DIGITAL - History Events (Banno)
Introduction
The goal of this pipeline is to make the History Events dataset available in Google Big Query where it can be queried using the SQL interface for business purposes and to drive downstream business processes.
Scenarios
The History Events dataset is a single data file in CSV format sourced from an Azure Storage bucket on a predetermined cadence. The current requirement dictates that this file be copied to Google Cloud Storage bucket and subsequently imported into Big Query, and exposed as a native table in Big Query to provide a SQL interface over the data in order to drive downstream business processes.
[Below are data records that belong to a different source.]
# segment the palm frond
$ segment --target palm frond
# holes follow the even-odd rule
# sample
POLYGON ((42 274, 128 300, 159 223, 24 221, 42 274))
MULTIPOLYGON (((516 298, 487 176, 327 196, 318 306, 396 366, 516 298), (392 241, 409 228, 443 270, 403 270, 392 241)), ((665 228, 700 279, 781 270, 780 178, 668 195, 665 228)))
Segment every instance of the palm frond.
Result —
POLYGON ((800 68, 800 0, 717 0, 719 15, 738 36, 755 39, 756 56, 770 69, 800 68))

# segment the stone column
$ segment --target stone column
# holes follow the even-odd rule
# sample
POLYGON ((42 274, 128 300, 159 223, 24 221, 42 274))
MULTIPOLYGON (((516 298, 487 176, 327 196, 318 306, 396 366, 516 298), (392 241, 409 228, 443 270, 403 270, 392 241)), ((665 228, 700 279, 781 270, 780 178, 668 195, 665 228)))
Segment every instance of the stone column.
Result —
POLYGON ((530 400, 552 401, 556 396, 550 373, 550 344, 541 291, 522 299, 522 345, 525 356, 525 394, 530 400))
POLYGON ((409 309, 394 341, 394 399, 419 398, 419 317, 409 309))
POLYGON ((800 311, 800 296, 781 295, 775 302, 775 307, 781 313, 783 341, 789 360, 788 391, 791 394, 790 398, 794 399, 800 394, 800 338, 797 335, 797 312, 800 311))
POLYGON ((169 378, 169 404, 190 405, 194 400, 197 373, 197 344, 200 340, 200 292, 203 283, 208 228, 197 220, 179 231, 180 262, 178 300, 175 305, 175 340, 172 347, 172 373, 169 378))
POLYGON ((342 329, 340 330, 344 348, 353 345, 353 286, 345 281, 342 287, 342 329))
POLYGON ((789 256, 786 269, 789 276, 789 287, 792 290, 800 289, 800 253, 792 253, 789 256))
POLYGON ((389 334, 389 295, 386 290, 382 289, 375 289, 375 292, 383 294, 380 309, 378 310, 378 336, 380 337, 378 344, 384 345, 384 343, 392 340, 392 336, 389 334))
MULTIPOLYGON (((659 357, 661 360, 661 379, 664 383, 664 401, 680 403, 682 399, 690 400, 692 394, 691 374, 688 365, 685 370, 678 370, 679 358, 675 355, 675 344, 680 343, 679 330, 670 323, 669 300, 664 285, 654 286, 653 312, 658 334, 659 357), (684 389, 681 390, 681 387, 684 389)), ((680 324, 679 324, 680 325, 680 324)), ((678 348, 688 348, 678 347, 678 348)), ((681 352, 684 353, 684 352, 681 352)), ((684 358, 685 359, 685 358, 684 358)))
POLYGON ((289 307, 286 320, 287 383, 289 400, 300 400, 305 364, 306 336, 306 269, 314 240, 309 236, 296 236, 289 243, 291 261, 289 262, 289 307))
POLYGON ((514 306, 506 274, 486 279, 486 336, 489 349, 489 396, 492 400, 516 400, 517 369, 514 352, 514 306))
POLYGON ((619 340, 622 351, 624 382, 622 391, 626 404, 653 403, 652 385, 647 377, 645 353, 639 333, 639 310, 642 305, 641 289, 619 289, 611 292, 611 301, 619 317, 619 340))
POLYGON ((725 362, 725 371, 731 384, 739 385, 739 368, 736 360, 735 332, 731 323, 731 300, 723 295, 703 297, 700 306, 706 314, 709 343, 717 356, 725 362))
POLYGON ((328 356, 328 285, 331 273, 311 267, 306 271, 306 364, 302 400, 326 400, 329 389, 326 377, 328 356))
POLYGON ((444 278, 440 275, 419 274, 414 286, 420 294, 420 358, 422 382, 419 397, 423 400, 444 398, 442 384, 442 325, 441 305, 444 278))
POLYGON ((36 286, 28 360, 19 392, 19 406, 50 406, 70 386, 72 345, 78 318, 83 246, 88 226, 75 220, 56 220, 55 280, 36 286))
This pipeline enables three scenarios:
- Initial load: The data files are loaded for the first time
- Incremental load: Subsequent data file loads after the initial load
- Historical load / backfill: Historical load to clean up existing data and reload from the beginning of time
Pipelines
The pipeline consists of two Google Data Transfer jobs. The first job transfers the data file from the source Azure Storage bucket into the destination Google Cloud Storage bucket and the second job picks up the data file from the Google Cloud Storage bucket and import it into Google Big Query and expose it as native table. After the data file is imported, the copies of the data file in Azure Storage bucket and the Google Cloud Storage bucket are both retained for later archival and audit purposes. After the initial data file import into Big Query, the subsequent imports only append to the existing table; there is no additional work to de-duplicate data or purge old(er) entries. Per the current requirements, the two jobs are currently time-driven and not auto-triggered based on events such as the availability of the source file and the completion of the first job.
Schedule
Initially, the data import process is expected to run hourly, however the pipeline is extensible to change it to any schedule as needed in the future.